This has set off chatter about how weird and dumb Iran is for building this giant toy boat, which US sources call the Target Barge.

But pretty soon after I started reading the article I found myself applying the phrases in it to America’s F-35 program which, in many ways, is an even bigger propaganda prop. See how it looks when you swap out Iran’s barge for the F-35?

Intelligence officials do not believe that the US is capable of building an actual F-35.

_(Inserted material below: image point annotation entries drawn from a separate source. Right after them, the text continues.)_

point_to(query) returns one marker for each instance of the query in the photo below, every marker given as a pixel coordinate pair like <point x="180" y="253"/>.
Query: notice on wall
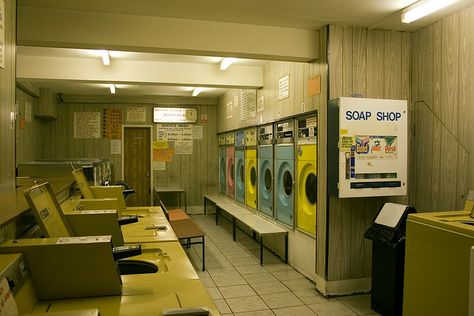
<point x="197" y="132"/>
<point x="115" y="147"/>
<point x="283" y="87"/>
<point x="248" y="104"/>
<point x="163" y="150"/>
<point x="28" y="112"/>
<point x="136" y="114"/>
<point x="260" y="103"/>
<point x="314" y="86"/>
<point x="229" y="111"/>
<point x="159" y="165"/>
<point x="183" y="147"/>
<point x="2" y="34"/>
<point x="174" y="132"/>
<point x="87" y="124"/>
<point x="112" y="124"/>
<point x="7" y="301"/>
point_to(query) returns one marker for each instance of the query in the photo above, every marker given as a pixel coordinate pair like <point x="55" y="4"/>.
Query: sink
<point x="136" y="267"/>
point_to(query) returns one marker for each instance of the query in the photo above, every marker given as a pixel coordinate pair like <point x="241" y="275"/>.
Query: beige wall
<point x="442" y="86"/>
<point x="196" y="173"/>
<point x="7" y="101"/>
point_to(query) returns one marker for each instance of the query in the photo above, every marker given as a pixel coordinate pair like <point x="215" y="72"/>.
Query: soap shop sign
<point x="376" y="147"/>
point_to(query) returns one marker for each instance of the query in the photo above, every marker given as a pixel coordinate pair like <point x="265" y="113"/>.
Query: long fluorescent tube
<point x="105" y="57"/>
<point x="423" y="8"/>
<point x="196" y="91"/>
<point x="226" y="62"/>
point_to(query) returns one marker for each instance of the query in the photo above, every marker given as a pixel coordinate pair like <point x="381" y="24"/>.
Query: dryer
<point x="222" y="164"/>
<point x="251" y="167"/>
<point x="306" y="174"/>
<point x="240" y="166"/>
<point x="284" y="172"/>
<point x="230" y="165"/>
<point x="265" y="170"/>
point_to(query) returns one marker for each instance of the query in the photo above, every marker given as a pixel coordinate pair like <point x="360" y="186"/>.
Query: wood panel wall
<point x="373" y="64"/>
<point x="443" y="111"/>
<point x="7" y="100"/>
<point x="29" y="140"/>
<point x="196" y="173"/>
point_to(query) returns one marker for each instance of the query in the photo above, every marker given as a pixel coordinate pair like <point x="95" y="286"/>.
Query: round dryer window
<point x="287" y="183"/>
<point x="268" y="179"/>
<point x="253" y="176"/>
<point x="311" y="188"/>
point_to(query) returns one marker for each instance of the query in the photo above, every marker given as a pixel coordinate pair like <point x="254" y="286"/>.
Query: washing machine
<point x="265" y="170"/>
<point x="230" y="165"/>
<point x="240" y="166"/>
<point x="222" y="164"/>
<point x="251" y="167"/>
<point x="284" y="172"/>
<point x="306" y="174"/>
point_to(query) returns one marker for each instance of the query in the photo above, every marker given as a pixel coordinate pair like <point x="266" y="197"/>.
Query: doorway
<point x="137" y="163"/>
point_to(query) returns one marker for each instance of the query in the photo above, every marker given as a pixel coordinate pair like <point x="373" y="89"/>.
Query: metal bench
<point x="258" y="224"/>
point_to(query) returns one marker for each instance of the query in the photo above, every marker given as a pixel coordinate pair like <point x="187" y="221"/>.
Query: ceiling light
<point x="423" y="8"/>
<point x="105" y="57"/>
<point x="196" y="91"/>
<point x="226" y="62"/>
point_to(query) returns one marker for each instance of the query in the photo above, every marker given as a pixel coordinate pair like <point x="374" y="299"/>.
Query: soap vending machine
<point x="367" y="147"/>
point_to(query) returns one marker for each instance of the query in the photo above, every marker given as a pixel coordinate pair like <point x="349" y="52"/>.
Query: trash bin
<point x="388" y="258"/>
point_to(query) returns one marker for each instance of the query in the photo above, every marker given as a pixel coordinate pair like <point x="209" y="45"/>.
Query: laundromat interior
<point x="237" y="158"/>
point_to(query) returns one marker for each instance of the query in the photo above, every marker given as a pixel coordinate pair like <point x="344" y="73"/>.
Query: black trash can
<point x="388" y="258"/>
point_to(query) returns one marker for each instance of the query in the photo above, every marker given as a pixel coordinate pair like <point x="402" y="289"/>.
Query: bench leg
<point x="203" y="255"/>
<point x="234" y="226"/>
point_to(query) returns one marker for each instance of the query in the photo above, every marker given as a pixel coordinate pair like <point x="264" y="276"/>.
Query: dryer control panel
<point x="265" y="134"/>
<point x="251" y="137"/>
<point x="230" y="138"/>
<point x="284" y="131"/>
<point x="367" y="147"/>
<point x="307" y="129"/>
<point x="240" y="138"/>
<point x="221" y="139"/>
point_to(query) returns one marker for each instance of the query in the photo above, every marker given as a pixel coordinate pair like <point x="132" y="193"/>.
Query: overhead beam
<point x="80" y="29"/>
<point x="137" y="72"/>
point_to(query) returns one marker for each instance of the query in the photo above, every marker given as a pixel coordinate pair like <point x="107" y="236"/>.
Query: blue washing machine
<point x="222" y="182"/>
<point x="265" y="179"/>
<point x="240" y="175"/>
<point x="284" y="183"/>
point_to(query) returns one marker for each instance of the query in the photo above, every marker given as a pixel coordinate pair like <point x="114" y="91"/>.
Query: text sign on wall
<point x="174" y="115"/>
<point x="248" y="104"/>
<point x="87" y="124"/>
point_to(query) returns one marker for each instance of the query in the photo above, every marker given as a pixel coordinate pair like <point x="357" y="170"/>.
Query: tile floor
<point x="240" y="286"/>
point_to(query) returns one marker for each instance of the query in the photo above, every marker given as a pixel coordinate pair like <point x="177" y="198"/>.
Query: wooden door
<point x="136" y="164"/>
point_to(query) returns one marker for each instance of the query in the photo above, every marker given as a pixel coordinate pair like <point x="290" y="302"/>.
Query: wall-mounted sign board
<point x="174" y="115"/>
<point x="367" y="146"/>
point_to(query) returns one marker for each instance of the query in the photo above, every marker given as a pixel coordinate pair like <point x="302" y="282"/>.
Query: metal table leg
<point x="203" y="255"/>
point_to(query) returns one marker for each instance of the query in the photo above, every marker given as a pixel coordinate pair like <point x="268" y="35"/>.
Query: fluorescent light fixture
<point x="423" y="8"/>
<point x="105" y="57"/>
<point x="196" y="91"/>
<point x="226" y="62"/>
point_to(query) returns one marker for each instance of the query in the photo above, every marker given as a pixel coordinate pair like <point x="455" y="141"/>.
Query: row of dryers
<point x="272" y="168"/>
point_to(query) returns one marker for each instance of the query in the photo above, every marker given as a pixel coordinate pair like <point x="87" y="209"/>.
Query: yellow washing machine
<point x="306" y="175"/>
<point x="251" y="167"/>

“Based on our observations, this is not a functioning plane; it’s a large spending program built to look like an plane,” said Cmdr. Jason Salata, a spokesman for the Navy’s Fifth Fleet in Bahrain, across the Persian Gulf from Lockheed. “We’re not sure what the US hopes to gain by building this. If it is a big propaganda piece, to what end?”

[snip]

“It is not surprising that American military forces might use a variety of tactics — including military deception tactics — to strategically communicate and possibly demonstrate their resolve in air power,” said a Chinese official who has closely followed the construction of the F-35.

[snip]

[T]he Pentagon has taken no steps to cloak from prying Chinese hackers what it is building in pork-laden building sites across several countries. “The system is often too opaque to understand who hatched this idea, and whether it was endorsed at the highest levels,” said Karim Sadjadpour, an American expert at the Carnegie Endowment for International Peace.

See what I mean?

Opacity of purpose.

Failure to provide adequate security.

Probable impossibility to bring to completion.

Abundant propaganda.

I’m not all that sure what distinguishes the F-35 except the cost: Surely Iran hasn’t spent the equivalent of a trillion dollars — which is what we’ll spend on the F-35 when it’s all said and done — to build its fake boat.

So which country is crazier: Iran, for building a fake boat, or the US for funding a never-ending jet program?

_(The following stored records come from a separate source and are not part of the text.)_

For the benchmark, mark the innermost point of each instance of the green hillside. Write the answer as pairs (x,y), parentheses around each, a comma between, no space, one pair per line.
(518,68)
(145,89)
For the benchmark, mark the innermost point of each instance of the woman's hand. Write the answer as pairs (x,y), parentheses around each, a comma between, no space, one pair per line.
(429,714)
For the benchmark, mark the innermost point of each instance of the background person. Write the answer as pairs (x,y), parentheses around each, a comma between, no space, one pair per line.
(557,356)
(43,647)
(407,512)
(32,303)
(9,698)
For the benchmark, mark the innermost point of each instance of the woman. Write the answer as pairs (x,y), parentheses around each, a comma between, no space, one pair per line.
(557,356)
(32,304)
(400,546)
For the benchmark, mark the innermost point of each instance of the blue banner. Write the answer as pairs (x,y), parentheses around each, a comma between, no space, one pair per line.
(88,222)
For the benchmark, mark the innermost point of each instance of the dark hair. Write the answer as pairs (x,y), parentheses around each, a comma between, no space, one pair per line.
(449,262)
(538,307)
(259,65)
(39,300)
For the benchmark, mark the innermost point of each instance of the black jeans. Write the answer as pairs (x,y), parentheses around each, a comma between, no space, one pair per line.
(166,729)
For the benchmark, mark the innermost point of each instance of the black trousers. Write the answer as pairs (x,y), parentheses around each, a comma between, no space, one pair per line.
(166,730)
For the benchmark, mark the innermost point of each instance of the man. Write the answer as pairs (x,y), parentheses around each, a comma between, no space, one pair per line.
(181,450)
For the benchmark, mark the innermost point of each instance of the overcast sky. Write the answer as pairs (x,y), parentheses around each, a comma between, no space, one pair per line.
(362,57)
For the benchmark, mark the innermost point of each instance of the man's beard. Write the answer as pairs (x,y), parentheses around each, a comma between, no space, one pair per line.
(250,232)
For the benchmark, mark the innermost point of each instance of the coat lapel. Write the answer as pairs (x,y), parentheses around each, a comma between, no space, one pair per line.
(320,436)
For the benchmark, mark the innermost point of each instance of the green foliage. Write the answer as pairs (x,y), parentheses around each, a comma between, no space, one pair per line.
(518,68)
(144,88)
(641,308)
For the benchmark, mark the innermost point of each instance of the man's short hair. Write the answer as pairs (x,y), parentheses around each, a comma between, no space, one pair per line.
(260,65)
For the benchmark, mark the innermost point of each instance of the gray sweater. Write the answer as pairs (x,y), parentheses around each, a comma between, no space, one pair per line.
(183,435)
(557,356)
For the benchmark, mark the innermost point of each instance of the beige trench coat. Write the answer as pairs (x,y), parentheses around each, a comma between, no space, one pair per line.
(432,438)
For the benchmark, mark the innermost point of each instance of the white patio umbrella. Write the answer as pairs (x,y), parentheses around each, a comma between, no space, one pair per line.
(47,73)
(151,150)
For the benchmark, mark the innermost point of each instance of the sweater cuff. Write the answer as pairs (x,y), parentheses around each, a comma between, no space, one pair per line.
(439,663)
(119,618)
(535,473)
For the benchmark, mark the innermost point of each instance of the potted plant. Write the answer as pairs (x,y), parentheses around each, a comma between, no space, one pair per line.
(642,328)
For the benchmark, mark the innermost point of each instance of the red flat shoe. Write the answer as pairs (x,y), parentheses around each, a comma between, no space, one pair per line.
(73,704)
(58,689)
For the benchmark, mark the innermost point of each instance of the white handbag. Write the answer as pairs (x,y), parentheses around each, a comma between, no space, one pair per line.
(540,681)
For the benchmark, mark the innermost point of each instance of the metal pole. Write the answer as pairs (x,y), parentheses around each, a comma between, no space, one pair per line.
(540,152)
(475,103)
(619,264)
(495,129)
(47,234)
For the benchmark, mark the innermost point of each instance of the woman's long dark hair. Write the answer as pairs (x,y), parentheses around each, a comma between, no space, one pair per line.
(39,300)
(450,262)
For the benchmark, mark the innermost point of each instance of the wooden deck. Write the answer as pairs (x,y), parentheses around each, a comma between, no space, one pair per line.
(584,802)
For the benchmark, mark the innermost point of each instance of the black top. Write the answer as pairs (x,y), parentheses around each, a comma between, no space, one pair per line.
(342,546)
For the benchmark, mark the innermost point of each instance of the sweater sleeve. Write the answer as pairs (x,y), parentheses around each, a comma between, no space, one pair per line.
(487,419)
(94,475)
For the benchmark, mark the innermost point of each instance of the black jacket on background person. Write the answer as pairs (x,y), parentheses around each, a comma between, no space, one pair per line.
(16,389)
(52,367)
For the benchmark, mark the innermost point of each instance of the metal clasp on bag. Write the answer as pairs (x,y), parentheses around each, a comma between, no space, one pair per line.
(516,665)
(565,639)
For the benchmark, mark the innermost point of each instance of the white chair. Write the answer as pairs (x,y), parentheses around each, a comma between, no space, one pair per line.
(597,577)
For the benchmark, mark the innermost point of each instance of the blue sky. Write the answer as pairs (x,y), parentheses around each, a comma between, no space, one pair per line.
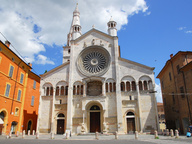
(151,39)
(148,30)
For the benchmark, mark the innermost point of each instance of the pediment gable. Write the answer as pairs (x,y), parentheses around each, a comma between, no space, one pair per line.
(55,69)
(136,64)
(93,31)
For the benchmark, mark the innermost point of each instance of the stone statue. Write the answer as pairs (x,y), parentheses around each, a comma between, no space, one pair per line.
(82,128)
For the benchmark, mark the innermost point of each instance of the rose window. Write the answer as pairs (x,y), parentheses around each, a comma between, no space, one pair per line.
(93,61)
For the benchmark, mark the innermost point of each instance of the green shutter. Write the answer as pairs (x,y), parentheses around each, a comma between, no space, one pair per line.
(19,95)
(21,79)
(34,84)
(11,71)
(32,100)
(7,90)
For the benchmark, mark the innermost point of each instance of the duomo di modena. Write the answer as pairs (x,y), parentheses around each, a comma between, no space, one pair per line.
(95,90)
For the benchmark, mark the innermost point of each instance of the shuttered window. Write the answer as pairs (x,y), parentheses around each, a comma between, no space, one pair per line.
(7,90)
(19,95)
(34,84)
(11,71)
(21,78)
(32,100)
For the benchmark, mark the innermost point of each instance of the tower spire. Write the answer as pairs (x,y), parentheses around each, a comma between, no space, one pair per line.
(75,29)
(112,27)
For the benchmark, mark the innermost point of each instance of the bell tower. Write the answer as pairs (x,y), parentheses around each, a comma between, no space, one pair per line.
(112,31)
(75,30)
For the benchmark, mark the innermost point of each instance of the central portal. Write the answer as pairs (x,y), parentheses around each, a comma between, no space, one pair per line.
(95,119)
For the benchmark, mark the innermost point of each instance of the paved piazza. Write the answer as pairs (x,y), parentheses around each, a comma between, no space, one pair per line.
(87,139)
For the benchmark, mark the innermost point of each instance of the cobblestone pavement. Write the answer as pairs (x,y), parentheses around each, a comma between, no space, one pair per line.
(87,139)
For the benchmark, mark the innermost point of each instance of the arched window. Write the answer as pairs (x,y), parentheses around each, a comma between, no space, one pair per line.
(140,85)
(51,93)
(133,86)
(150,85)
(110,87)
(130,114)
(122,86)
(57,91)
(78,90)
(114,86)
(66,90)
(61,115)
(81,89)
(47,91)
(94,88)
(74,90)
(106,87)
(62,90)
(128,86)
(145,85)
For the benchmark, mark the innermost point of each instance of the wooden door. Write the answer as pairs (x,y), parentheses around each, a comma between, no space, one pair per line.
(130,125)
(60,126)
(1,128)
(95,122)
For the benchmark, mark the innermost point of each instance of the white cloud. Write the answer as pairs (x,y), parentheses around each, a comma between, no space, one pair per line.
(188,31)
(53,18)
(147,13)
(41,59)
(159,93)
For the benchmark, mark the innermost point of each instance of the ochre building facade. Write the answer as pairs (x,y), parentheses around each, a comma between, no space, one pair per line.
(19,93)
(175,78)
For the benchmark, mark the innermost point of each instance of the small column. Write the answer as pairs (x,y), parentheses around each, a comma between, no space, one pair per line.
(53,110)
(136,134)
(103,88)
(52,135)
(167,133)
(116,135)
(23,134)
(172,134)
(33,132)
(83,116)
(28,133)
(75,89)
(96,136)
(176,134)
(84,89)
(156,135)
(10,134)
(37,135)
(17,134)
(60,90)
(139,107)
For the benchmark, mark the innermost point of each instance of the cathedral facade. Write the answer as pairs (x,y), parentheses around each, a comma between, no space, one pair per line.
(95,90)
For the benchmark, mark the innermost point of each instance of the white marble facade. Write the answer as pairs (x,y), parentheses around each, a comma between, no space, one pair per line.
(95,89)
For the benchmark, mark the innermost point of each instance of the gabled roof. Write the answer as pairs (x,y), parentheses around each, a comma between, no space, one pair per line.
(90,31)
(135,63)
(171,60)
(56,68)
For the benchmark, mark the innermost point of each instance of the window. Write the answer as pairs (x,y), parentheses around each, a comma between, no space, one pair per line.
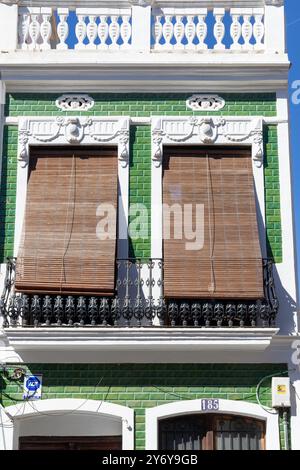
(60,251)
(211,432)
(228,265)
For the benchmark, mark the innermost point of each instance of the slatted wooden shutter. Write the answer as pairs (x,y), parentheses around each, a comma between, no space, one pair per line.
(230,264)
(60,251)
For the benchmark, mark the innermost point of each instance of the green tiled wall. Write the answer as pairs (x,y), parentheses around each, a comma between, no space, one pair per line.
(8,191)
(140,188)
(140,386)
(19,104)
(272,194)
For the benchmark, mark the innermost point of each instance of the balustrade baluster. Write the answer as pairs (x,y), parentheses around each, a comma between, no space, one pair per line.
(91,32)
(114,32)
(103,32)
(125,32)
(168,30)
(157,32)
(179,32)
(34,28)
(62,28)
(247,29)
(80,31)
(201,29)
(23,28)
(190,32)
(258,28)
(236,29)
(219,28)
(46,28)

Hackers Penetrate Freedom; The Ship Has Already Sailed

Reuters has a report I found sort of punny, about how white hat hackers had managed to break into the computer systems of the lead ship of the Navy’s Littoral Combat Ship program, the USS Freedom.

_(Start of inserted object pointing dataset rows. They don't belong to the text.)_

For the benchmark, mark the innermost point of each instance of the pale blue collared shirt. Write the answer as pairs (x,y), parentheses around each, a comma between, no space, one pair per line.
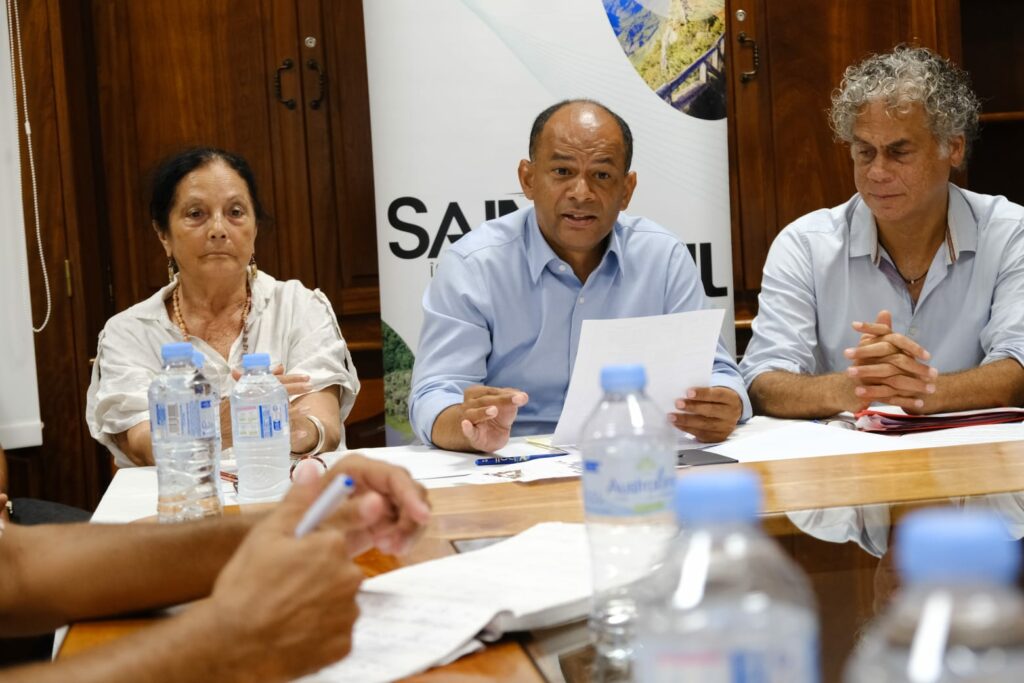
(504,310)
(827,269)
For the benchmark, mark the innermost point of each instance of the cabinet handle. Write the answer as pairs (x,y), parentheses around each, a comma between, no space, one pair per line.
(285,66)
(312,65)
(744,40)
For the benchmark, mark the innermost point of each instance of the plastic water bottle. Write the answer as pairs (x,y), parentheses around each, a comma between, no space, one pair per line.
(958,616)
(728,605)
(187,461)
(629,454)
(260,431)
(209,414)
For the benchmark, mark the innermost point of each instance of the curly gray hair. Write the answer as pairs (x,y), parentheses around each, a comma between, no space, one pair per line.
(901,78)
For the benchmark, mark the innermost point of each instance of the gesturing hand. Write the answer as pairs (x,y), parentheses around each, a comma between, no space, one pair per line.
(487,414)
(888,367)
(711,413)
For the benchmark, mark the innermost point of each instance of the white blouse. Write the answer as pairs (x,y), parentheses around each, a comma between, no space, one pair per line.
(296,326)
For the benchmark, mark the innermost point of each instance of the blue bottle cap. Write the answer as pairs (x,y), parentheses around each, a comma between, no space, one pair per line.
(619,379)
(718,497)
(176,351)
(256,360)
(944,545)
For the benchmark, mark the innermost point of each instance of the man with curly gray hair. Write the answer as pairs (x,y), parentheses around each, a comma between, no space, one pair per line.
(909,293)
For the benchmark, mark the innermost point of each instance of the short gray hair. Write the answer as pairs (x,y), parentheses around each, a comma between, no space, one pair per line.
(901,78)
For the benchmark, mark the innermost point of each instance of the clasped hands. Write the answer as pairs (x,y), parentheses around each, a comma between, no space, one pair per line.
(890,368)
(710,414)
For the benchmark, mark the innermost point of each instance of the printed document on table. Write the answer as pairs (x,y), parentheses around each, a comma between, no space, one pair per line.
(399,635)
(677,350)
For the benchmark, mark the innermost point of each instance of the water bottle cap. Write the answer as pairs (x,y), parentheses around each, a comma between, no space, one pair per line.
(619,379)
(718,497)
(176,351)
(951,546)
(256,360)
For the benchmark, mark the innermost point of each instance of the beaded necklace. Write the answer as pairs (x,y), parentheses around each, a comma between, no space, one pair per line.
(180,321)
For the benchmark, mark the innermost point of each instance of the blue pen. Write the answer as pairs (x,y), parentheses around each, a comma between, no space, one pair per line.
(336,492)
(512,460)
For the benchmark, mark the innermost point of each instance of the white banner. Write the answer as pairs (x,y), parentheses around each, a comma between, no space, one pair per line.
(455,86)
(19,423)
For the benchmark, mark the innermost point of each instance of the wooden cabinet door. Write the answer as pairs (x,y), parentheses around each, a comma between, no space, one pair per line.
(200,72)
(344,228)
(781,148)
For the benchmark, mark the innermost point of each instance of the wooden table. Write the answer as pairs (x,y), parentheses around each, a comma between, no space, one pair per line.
(846,579)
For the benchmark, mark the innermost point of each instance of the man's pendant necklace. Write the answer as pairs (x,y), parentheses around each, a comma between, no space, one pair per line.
(911,281)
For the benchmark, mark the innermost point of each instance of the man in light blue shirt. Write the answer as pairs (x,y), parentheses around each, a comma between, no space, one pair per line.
(503,314)
(911,292)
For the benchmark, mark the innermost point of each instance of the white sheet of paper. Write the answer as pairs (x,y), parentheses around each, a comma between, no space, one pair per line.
(805,439)
(546,565)
(399,635)
(677,351)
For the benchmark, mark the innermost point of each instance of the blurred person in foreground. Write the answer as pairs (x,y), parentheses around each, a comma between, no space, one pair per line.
(206,210)
(269,606)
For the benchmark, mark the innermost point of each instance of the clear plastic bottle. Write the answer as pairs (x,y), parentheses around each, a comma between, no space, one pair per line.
(629,454)
(209,415)
(958,615)
(187,463)
(260,433)
(728,604)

A Navy team of computer hacking experts found some deficiencies when assigned to try to penetrate the network of the USS Freedom, the lead vessel in the $37 billion Littoral Combat Ship program, said the official, who spoke on condition of anonymity.

The Freedom arrived in Singapore last week for an eight-month stay, which its builder, Lockheed Martin Corp., hopes will stimulate Asian demand for the fast, agile and stealthy ships.

It may be ironic that Lockheed had a ship get hacked just before it sent the ship out on a sales trip to Asia. (Asia! Where our most fear hacking-rival is!)

But … um, Lockheed?

Lockheed, of course, couldn’t keep the F-35 program safe from hackers either, and that time it wasn’t white hats doing the hacking.

Before the government imposes fines for companies unwilling to sacrifice the security of their systems to program in a backdoor, as the WaPo reports is being debated …

A government task force is preparing legislation that would pressure companies such as Face­book and Google to enable law enforcement officials to intercept online communications as they occur, according to current and former U.S. officials familiar with the effort.

[snip]

Susan Landau, a former Sun Microsystems distinguished engineer, has argued that wiring in an intercept capability will increase the likelihood that a company’s servers will be hacked. “What you’ve done is created a way for someone to silently go in and activate a wiretap,” she said. Traditional phone communications were susceptible to illicit surveillance as a result of the 1994 law, she said, but the problem “becomes much worse when you move to an Internet or computer-based network.”

Marcus Thomas, former assistant director of the FBI’s Operational Technology Division, said good software coders can create an intercept capability that is secure. “But to do so costs money,” he said, noting the extra time and expertise needed to develop, test and operate such a service.

… Maybe we ought to instead focus on Lockheed’s apparent inability to keep the hundreds of billion dollar weapons systems it produces safe from hackers?

Sequester: A Two-Year Competitive Advantage for the Military-Industrial Complex

Remember how, before the election, Lockheed threatened to send out layoff notices to all its employees just before the election because sequestration might force it to layoff 10,000 employees?

Here’s the actual state of affairs for defense contractors:

The biggest defense companies’ share value has soared faster than the stock market since sequester spending cuts began on March 1.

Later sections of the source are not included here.